The bad thing about basis risk—basically, the risk that the thing you’re hedging won’t actually be hedged by the thing you’re hedging it with—is that it is a risk, and a surprising and unpleasant one. (You really wanted your hedge to hedge the thing you were hedging; that’s why you bought it.) The nice thing about it is that it can convey information: If two instruments have the same payout unless some weird thing happens, and their prices start to diverge, then (in expectation) that tells you something about the probability of the weird thing happening. People can plan for, insure against, speculate on, etc., all sorts of weird events, because financial markets are systems for embedding information. That is part of their social purpose. And as more weird events get identified and distinguished, that information becomes more finely tuned.
We have talked a lot about weird CDS machinations recently— Hovnanian, McClatchy, etc. One theme of those discussions is that people are constantly going around saying things like “this needs to be fixed” or “people will lose confidence in CDS markets if this is allowed” or whatever.

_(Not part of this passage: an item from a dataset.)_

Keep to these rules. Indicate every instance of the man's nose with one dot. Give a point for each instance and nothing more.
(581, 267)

Let’s assume that those things are true, and that the weird loopholes will be fixed by ISDA amending its CDS definitions to say, like, “no shenanigans” or whatever. But let’s say that these changes only apply going forward, and that pre-2018 CDS contracts will still allow for shenanigans. I look forward to pricing divergences in the pre- and post-2018 CDS contracts telling us the probability of, say, a Hovnanian-style fake-o default. The CDS market keeps correcting its flaws, but those flaws don’t go away; they live on vestigially in older contracts, and the prices of those contracts tells us something about the value and likelihood of those vestigial flaws.

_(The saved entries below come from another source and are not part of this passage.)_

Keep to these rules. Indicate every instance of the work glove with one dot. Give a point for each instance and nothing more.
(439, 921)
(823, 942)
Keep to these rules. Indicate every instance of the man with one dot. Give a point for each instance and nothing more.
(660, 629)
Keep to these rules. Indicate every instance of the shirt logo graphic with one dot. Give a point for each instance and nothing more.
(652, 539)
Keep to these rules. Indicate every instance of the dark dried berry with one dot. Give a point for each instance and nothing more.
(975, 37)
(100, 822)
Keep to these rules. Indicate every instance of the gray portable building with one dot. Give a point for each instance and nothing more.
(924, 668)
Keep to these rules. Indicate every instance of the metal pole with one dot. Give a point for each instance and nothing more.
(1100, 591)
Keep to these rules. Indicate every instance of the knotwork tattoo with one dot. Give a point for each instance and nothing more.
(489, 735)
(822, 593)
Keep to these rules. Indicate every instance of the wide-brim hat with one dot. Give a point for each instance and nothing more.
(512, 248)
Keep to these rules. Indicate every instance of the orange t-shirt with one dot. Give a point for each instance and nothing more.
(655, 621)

People are worried about bond market liquidity.
Oh yeah it’s back! My Bloomberg Opinion colleague Robert Burgess:
At the same time that prices of Italians bonds plummeted on concern the nation may be gearing up to quit the euro zone (hence, the “Quitaly” moniker), causing their yields to spike, some of the biggest investors in the world were complaining about the inability to get out of their positions. In fact, bond dealers refused to offer quotes for most of Italy’s market and parts of Spain’s, Bloomberg News’s John Ainger reported. At one point, the Bloomberg Italy Government Securities Liquidity, which rises when liquidity diminishes, surged the most since 2007. The issue of liquidity, or lack of, has been a concern since the financial crisis as dealers cut back on thousands of jobs to comply with new rules and regulations. The fear has always been that in a real crisis, like, for example, Italy deciding to leave the euro zone, a built-in mechanism wouldn’t exist to take the other side of huge sell orders, exacerbating a crisis. But it’s times like now that regulators should want their banks to have big balance sheets. In that sense, it’s questionable whether the global finance system has really been made safer.

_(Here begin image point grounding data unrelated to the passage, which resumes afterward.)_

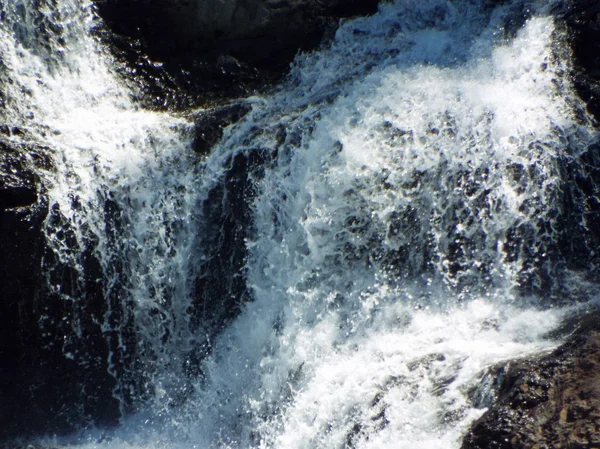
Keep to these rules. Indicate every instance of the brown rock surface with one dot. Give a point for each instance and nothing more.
(548, 402)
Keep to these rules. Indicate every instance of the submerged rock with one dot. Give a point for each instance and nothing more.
(550, 401)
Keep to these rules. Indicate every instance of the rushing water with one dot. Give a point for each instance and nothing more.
(407, 225)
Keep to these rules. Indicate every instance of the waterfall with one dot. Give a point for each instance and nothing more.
(412, 209)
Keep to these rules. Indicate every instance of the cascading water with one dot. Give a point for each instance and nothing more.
(412, 223)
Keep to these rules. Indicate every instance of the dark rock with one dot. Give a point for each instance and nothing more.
(210, 124)
(582, 18)
(53, 355)
(547, 402)
(186, 53)
(221, 290)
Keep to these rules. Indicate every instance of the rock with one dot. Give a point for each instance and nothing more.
(210, 124)
(42, 389)
(185, 53)
(582, 18)
(221, 290)
(550, 401)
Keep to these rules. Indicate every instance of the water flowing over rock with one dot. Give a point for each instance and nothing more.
(205, 246)
(549, 401)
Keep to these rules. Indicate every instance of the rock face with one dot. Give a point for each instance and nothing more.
(548, 402)
(582, 17)
(186, 53)
(42, 390)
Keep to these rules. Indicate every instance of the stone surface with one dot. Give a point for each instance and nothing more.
(210, 124)
(582, 18)
(42, 390)
(546, 402)
(186, 53)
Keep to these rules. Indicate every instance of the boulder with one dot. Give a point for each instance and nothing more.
(550, 401)
(187, 53)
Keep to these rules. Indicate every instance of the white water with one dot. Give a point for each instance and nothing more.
(384, 271)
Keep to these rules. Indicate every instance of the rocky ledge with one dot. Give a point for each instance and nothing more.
(189, 53)
(545, 402)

I think I am going to take the other side of that. When Italy might exit the euro seems like a perfect time for European banks not to load up on Italian debt: If Quitaly happens, then those holdings will lose value, and those banks will be undercapitalized at exactly the moment when their governments will be in no shape to support them. On the other hand, if mutual funds and pension funds own Italian bonds, and can’t sell them except at a big discount because the market is panicking, then … you know … that’s what a market panic is? Complaints about bond market liquidity often take the form of “prices move a lot, and therefore the financial system is no safer.” But that doesn’t actually follow. If prices move a lot and that’s it—if there are no bank failures, no contraction in credit, no recessions, just a shift in market prices—then that seems to me to be evidence that the financial system is more resilient. Prices are always going to move; the point is not to minimize those moves but to build a financial system that is robust to them.